We featured your work in Frame in 2009. How do you feel now about what you were doing then?
In 2009 Bart Hess and I were working at Philips and doing the LucyandBartstuff only one day a week, but it really took off in the press and quickly gained momentum. The criticism was sharp, and I loved that. When people refer to LucyandBart now, I feel it’s old news. What’s interesting is the cultural and technological lag that marks trends. I often focus five years or more ahead in my work, so looking back feels weird. If clients commission I try to explain what I’m doing as it relates to where they’re coming from. My work is about designing the connective tissue between science and imagination, so I contort my ideas to make them understandable to the person in question. It’s quite spontaneous – I put myself on the spot.

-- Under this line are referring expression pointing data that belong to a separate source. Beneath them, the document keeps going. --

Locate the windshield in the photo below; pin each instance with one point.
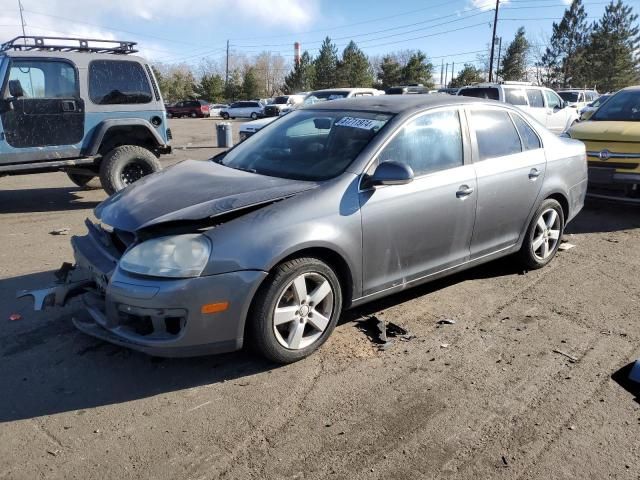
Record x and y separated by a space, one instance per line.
486 93
307 144
570 97
623 106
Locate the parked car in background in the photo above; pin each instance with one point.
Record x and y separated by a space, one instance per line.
541 103
586 112
578 98
189 108
89 108
279 103
216 108
244 109
327 208
612 139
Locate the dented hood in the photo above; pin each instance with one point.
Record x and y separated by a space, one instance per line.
192 190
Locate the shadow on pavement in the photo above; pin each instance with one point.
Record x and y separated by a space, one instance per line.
45 200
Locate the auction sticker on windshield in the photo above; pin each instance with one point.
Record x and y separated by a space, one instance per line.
364 123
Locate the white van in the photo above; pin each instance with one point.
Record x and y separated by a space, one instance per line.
541 103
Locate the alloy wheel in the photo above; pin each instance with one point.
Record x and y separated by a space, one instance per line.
303 311
546 235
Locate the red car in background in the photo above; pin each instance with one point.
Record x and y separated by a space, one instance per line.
188 108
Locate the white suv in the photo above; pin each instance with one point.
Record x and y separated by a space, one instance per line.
541 103
250 109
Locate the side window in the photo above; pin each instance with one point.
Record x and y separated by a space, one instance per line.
430 143
535 98
495 133
515 96
530 140
553 100
44 79
115 82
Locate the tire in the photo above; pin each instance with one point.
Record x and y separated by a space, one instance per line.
124 165
83 181
541 243
310 324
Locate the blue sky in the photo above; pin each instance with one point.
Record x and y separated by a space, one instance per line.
175 31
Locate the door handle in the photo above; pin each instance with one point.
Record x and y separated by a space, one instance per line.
464 191
534 173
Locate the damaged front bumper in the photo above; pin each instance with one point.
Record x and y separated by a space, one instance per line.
157 316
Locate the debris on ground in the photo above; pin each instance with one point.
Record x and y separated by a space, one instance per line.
446 321
571 358
383 333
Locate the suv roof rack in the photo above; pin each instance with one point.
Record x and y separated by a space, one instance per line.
68 44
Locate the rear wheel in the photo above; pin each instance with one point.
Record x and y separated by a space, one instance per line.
125 165
296 310
543 235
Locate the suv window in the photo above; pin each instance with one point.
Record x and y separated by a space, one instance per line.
495 133
114 82
430 143
515 96
530 140
553 100
535 98
45 79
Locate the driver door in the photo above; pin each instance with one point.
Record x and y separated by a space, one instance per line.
49 111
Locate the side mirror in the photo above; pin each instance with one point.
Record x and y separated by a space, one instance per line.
391 173
15 89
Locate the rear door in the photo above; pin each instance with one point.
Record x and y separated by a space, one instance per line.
50 112
510 164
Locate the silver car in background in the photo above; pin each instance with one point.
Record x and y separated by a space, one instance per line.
330 207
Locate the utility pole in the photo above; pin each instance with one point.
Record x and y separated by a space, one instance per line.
493 41
499 54
22 22
226 76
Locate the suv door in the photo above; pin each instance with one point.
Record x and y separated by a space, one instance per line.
414 230
556 114
49 112
509 163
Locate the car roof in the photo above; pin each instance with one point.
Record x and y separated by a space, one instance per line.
397 103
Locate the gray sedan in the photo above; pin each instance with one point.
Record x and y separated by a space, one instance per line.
327 208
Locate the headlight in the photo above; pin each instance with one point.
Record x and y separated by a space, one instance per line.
178 256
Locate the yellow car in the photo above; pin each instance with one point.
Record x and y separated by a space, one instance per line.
612 137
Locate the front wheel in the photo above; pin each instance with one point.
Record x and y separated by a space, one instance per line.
296 310
543 235
125 165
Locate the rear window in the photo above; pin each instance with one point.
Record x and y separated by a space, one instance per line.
486 93
115 82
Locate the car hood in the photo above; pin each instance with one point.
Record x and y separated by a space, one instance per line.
192 190
606 131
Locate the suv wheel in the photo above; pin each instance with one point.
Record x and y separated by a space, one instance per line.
82 180
295 310
124 165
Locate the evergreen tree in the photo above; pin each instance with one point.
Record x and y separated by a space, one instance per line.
418 70
561 61
353 69
390 72
326 65
250 87
302 77
468 76
514 63
612 52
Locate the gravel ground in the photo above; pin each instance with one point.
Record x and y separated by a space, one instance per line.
486 397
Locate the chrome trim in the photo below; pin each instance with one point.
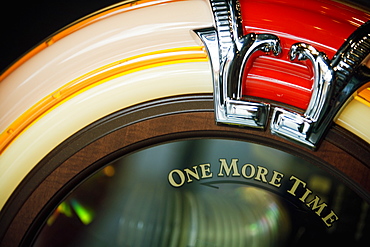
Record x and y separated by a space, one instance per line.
334 83
296 126
231 55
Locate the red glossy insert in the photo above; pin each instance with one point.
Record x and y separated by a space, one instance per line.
318 23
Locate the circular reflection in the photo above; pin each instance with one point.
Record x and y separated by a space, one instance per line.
130 202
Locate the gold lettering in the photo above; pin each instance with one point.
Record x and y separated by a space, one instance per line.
191 173
233 166
330 218
172 180
206 172
315 205
261 174
304 197
244 170
295 185
276 179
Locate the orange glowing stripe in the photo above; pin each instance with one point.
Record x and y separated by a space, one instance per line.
94 17
95 78
364 96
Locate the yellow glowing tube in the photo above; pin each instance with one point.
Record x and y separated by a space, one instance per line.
97 77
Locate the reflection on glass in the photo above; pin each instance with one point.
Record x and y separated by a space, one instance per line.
131 202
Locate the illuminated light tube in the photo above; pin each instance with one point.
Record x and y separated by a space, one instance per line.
96 77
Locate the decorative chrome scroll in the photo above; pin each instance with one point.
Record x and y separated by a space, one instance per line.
231 55
294 125
334 83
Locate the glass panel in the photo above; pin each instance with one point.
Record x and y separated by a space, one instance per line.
208 192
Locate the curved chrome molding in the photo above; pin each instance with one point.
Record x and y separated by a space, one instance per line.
231 55
334 83
299 127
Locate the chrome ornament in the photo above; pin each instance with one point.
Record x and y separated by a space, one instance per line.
231 54
294 125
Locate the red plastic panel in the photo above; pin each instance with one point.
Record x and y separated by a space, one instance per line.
323 24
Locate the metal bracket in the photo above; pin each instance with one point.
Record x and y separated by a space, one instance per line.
300 127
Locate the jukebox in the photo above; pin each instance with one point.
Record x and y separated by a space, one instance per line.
191 123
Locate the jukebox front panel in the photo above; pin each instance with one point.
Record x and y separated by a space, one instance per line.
119 144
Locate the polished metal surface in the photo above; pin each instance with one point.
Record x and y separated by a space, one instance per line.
231 54
334 83
294 125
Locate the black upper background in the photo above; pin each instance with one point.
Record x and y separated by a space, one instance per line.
24 24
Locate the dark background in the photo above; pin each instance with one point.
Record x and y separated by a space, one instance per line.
24 24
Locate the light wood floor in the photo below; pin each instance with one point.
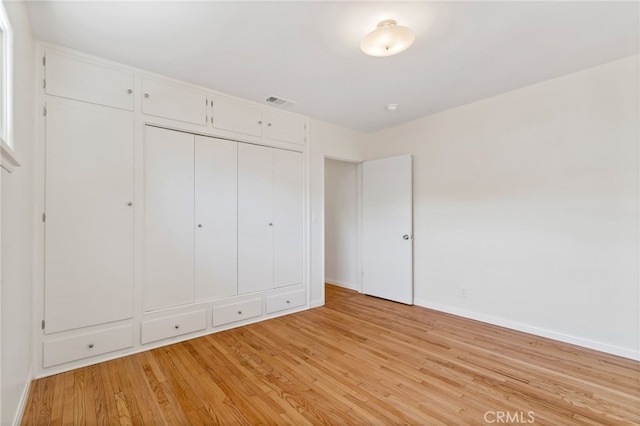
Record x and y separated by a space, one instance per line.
358 360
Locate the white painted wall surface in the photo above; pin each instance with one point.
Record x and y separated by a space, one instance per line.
341 200
17 216
529 201
327 140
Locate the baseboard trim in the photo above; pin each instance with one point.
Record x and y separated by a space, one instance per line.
344 284
566 338
17 419
316 304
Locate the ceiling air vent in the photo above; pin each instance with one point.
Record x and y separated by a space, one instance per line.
279 101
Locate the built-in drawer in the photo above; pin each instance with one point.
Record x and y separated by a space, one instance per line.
73 348
286 301
226 314
172 326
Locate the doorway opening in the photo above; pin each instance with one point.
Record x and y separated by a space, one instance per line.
342 232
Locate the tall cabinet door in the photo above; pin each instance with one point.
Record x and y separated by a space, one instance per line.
255 218
168 271
216 214
287 219
89 226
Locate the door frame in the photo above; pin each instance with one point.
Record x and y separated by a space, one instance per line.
358 260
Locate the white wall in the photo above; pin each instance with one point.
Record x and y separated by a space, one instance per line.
17 196
327 141
341 209
529 200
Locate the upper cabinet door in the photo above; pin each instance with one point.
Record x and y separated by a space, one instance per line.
255 218
285 127
287 220
77 79
168 269
174 102
89 226
216 233
237 116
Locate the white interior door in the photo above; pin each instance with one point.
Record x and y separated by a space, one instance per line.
216 244
89 226
168 271
387 229
255 218
287 218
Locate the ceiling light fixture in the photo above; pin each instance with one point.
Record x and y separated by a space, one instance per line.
387 39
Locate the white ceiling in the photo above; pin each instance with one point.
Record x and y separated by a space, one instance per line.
309 52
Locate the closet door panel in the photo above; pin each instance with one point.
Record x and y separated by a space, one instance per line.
168 271
255 218
216 212
89 226
287 229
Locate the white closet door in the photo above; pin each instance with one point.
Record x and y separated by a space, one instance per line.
216 249
168 271
387 225
255 218
89 226
287 220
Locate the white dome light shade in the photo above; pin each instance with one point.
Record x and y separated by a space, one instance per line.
388 39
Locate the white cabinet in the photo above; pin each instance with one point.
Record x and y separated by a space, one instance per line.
285 127
172 326
233 312
167 100
237 116
89 216
168 267
269 218
73 348
287 218
73 78
255 218
282 302
216 213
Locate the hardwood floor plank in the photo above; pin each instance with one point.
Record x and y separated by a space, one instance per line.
357 360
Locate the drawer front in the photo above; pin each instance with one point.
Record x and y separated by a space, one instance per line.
286 301
226 314
83 81
285 127
176 325
177 103
237 117
73 348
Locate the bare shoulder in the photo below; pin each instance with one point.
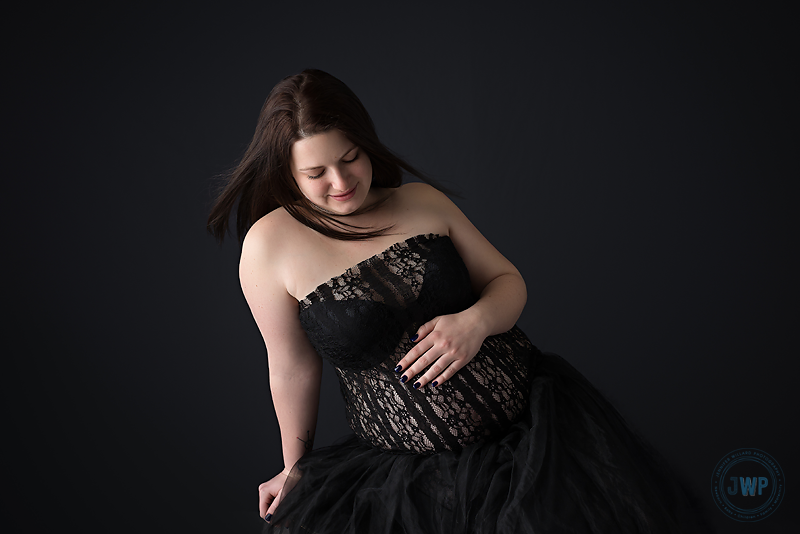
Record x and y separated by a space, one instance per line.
423 199
267 246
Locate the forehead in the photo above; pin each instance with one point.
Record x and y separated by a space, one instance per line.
320 149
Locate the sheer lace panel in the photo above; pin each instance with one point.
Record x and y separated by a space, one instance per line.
361 321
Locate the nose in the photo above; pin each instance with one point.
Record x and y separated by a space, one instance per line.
338 180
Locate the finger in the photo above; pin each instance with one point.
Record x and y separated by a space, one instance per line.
447 373
433 374
424 330
265 499
404 365
432 355
274 505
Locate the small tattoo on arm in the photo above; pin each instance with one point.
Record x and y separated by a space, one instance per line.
308 442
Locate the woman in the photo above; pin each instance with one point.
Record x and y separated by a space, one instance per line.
460 423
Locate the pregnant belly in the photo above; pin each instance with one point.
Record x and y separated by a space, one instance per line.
481 400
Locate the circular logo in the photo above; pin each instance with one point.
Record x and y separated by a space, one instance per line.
747 485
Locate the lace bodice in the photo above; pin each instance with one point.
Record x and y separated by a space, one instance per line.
361 322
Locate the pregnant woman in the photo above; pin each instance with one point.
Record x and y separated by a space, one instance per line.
460 424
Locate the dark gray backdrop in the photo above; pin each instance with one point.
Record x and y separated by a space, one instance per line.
633 162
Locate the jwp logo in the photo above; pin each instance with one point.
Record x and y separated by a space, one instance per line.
747 485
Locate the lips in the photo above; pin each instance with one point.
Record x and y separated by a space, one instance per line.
347 195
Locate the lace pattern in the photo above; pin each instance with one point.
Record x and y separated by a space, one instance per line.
361 322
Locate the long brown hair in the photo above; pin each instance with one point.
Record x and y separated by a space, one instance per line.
298 107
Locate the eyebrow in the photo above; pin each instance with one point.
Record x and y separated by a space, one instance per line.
321 166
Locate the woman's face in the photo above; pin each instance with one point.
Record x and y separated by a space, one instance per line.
331 171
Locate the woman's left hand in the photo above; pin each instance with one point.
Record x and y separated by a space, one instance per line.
445 343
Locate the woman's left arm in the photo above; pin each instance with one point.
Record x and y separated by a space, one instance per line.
448 342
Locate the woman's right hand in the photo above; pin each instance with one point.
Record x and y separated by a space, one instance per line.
270 494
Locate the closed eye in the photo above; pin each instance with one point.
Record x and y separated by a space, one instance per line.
351 160
343 161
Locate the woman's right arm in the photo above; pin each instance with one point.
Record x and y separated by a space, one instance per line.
295 368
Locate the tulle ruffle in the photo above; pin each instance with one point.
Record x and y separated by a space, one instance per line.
570 464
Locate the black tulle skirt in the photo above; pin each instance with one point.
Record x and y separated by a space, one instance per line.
570 465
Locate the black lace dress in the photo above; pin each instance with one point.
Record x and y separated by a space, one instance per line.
517 441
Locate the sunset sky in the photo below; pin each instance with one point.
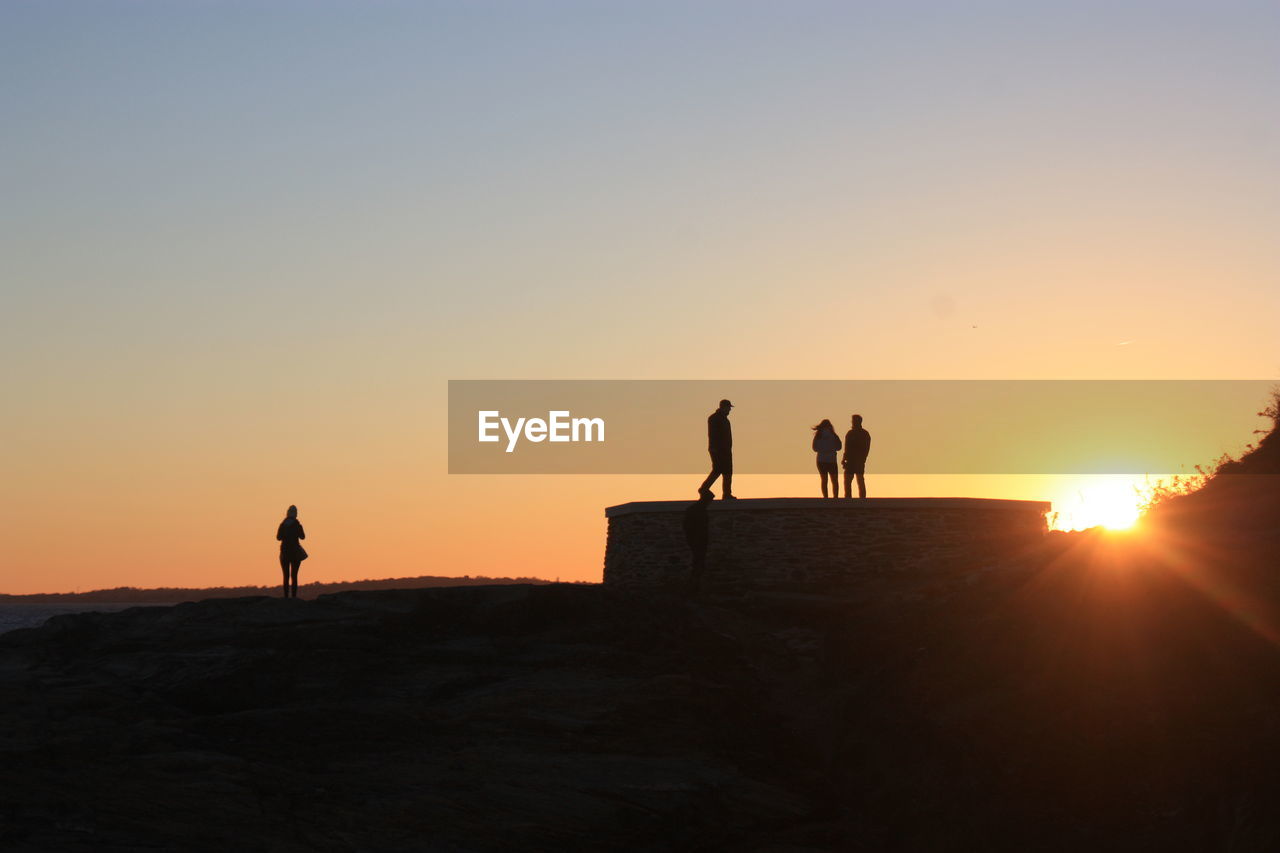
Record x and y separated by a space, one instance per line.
246 245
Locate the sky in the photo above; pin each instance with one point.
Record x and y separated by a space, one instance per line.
243 247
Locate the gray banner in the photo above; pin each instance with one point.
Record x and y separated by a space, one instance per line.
918 427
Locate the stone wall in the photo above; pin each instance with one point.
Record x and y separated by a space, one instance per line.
799 542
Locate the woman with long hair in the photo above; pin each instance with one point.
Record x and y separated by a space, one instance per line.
292 553
826 445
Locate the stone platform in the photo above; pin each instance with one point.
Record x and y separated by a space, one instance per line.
798 542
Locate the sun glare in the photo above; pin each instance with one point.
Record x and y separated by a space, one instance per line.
1110 502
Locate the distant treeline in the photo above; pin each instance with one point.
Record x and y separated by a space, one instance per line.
306 591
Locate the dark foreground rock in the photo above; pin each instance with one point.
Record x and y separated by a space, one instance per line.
1048 705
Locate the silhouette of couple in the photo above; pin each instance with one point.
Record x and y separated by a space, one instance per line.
856 446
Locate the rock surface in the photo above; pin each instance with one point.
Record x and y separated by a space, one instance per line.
1032 706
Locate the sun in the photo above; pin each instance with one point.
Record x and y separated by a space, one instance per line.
1111 502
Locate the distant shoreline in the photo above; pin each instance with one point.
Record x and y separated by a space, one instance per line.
174 594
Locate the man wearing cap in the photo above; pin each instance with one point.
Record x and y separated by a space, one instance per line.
858 446
720 443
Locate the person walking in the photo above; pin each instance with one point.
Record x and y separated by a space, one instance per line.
858 446
292 553
720 445
826 445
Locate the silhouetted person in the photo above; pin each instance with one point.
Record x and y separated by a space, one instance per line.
720 443
698 536
292 553
826 445
858 446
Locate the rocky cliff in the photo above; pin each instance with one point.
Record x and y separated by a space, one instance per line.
1065 699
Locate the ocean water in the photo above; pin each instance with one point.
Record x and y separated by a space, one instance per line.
14 616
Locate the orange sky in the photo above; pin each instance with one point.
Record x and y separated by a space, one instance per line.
245 250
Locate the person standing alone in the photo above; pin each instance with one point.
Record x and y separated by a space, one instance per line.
292 553
720 443
858 446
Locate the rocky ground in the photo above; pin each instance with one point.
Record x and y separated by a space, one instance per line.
1073 699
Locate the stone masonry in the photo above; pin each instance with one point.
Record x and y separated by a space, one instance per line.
817 542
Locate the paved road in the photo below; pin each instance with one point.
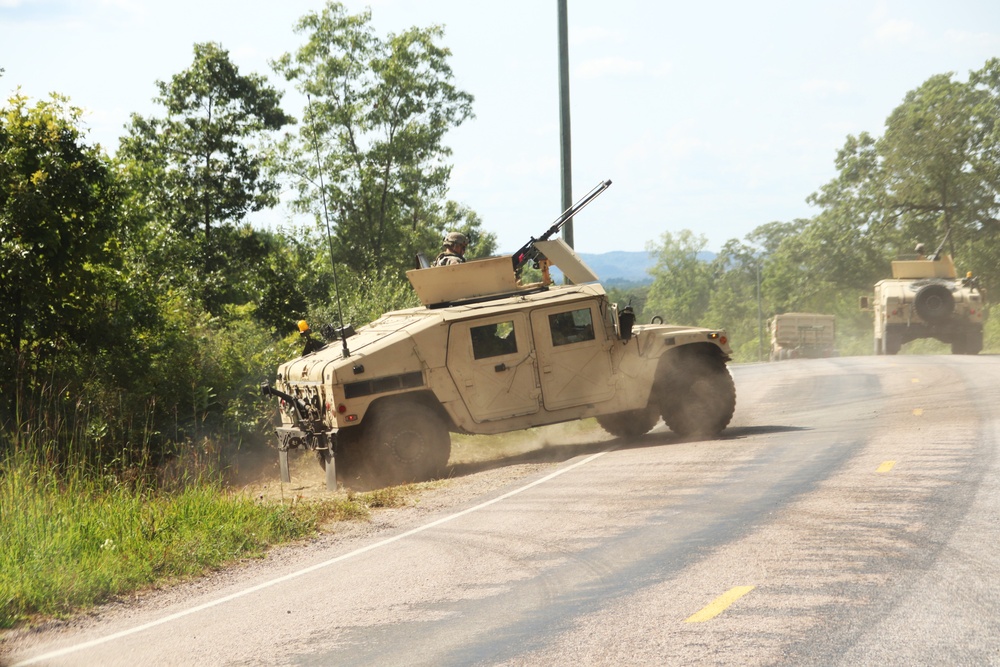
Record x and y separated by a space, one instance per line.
849 516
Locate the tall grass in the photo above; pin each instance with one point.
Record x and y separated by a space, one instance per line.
70 540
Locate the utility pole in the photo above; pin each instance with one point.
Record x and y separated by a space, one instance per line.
564 129
760 319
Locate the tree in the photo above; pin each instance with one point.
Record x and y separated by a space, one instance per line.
370 150
202 168
681 280
59 226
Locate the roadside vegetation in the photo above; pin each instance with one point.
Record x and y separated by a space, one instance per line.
141 310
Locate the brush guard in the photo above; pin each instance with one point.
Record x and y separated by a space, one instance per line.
306 434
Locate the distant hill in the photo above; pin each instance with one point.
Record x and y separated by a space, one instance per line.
623 266
620 265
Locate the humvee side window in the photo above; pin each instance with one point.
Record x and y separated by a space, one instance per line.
574 326
493 340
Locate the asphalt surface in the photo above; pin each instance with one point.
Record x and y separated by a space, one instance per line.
849 515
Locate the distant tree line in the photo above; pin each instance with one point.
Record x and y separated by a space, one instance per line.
141 310
933 177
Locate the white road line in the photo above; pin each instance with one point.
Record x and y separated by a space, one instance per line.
312 568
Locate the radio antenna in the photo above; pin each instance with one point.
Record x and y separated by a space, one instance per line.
329 234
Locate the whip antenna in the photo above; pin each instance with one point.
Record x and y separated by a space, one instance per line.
329 235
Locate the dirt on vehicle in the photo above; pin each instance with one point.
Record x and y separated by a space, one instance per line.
485 354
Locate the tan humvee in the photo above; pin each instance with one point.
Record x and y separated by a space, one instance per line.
485 355
805 335
925 299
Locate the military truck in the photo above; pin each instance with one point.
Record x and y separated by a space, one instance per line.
486 354
802 335
925 299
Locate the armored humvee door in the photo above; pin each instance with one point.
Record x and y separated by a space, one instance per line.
574 360
492 363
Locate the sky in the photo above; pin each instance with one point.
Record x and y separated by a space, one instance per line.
711 117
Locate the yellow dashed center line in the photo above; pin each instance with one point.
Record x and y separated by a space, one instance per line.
719 605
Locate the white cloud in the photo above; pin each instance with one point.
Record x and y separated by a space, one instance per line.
972 40
897 31
601 67
824 87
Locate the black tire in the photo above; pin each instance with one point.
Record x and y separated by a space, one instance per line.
968 342
934 303
404 441
632 423
696 393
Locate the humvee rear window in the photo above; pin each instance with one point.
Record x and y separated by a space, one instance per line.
574 326
493 340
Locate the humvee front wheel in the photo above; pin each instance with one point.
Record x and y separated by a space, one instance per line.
631 423
405 441
696 394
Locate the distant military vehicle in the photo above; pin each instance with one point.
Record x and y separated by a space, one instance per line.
805 335
486 354
925 299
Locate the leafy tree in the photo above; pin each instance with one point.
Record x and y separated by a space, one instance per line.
370 152
201 169
682 282
59 228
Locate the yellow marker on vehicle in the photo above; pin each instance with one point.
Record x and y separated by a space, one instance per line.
719 605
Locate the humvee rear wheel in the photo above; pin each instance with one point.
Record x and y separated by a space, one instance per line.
631 423
696 394
405 441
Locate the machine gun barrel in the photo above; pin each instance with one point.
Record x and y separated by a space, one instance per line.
528 252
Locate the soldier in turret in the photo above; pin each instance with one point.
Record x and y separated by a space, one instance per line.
453 250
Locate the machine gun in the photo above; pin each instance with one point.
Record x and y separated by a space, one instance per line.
529 253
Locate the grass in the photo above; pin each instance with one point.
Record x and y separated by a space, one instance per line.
68 541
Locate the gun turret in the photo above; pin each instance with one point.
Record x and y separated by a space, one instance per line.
529 253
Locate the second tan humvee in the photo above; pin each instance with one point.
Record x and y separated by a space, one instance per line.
485 354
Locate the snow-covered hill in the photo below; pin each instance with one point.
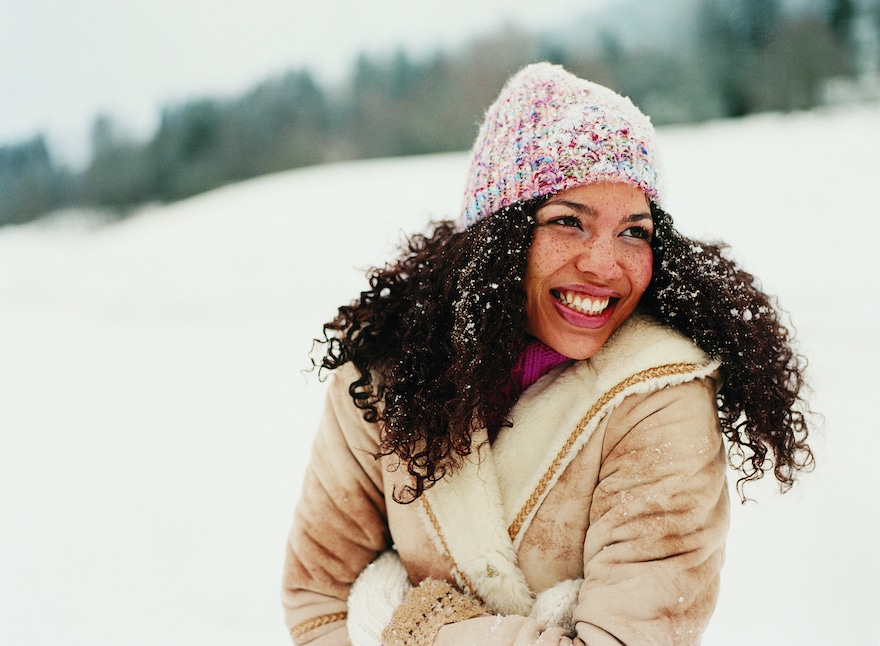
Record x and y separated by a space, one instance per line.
155 419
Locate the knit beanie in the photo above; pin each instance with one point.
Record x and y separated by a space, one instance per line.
550 131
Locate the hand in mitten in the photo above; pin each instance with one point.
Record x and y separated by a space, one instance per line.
378 590
425 610
555 606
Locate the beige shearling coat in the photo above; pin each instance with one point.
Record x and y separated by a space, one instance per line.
614 471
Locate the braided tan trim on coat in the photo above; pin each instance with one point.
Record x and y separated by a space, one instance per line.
426 609
436 525
641 377
316 622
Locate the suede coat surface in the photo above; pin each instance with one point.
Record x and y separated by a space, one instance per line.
614 471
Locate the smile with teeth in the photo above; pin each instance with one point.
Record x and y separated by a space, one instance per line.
583 303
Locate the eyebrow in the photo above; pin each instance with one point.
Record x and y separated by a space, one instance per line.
588 210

Do designers who work with social ideas promise more than they can deliver?
People don’t always know what they want, or where to put me. When I walked into the HR office at Philips for the first time, I had to invent a nonexistent position to get a job – and I ended up working there for four years. Philips didn’t even know they needed a ‘body architect’ until I told them they did. With regards to promising more than I can deliver, I don’t say I can make a product such as Swallowable Parfum. When an idea gets put under the nose of someone who can make it happen, that’s what prompts an ideal outcome. There’s serious currency in provocation and in storytelling. Last year I did a workshop for Procter & Gamble based on my idea of beauty in 2024. We painted a picture of beauty ten years from now, using storytelling as a tool.
What is it about the reimagining of a brand or an industry that you like?
When I was growing up, I took the labels off my clothes and put them on other things to create my own brands. I couldn’t afford expensive items, so I made my own. Most of what I make today is temporary – it moulds, it needs to be refrigerated, it’s on film. I like the idea of making tangible objects. Why not have perfume you can eat? Why isn’t everyone training to go to outer space? There’s yoga and Pilates. What about astronaut aerobics?
What is your dream project?
Dream project or dream projects? Babies in Space is something I want to happen, and it will happen – I totally want to go to outer space. I also love the idea of directing and choreographing a stage performance, like a ballet. I would love to have my own edible perfume and to infect or affect the cosmetics industry from a creative point of view.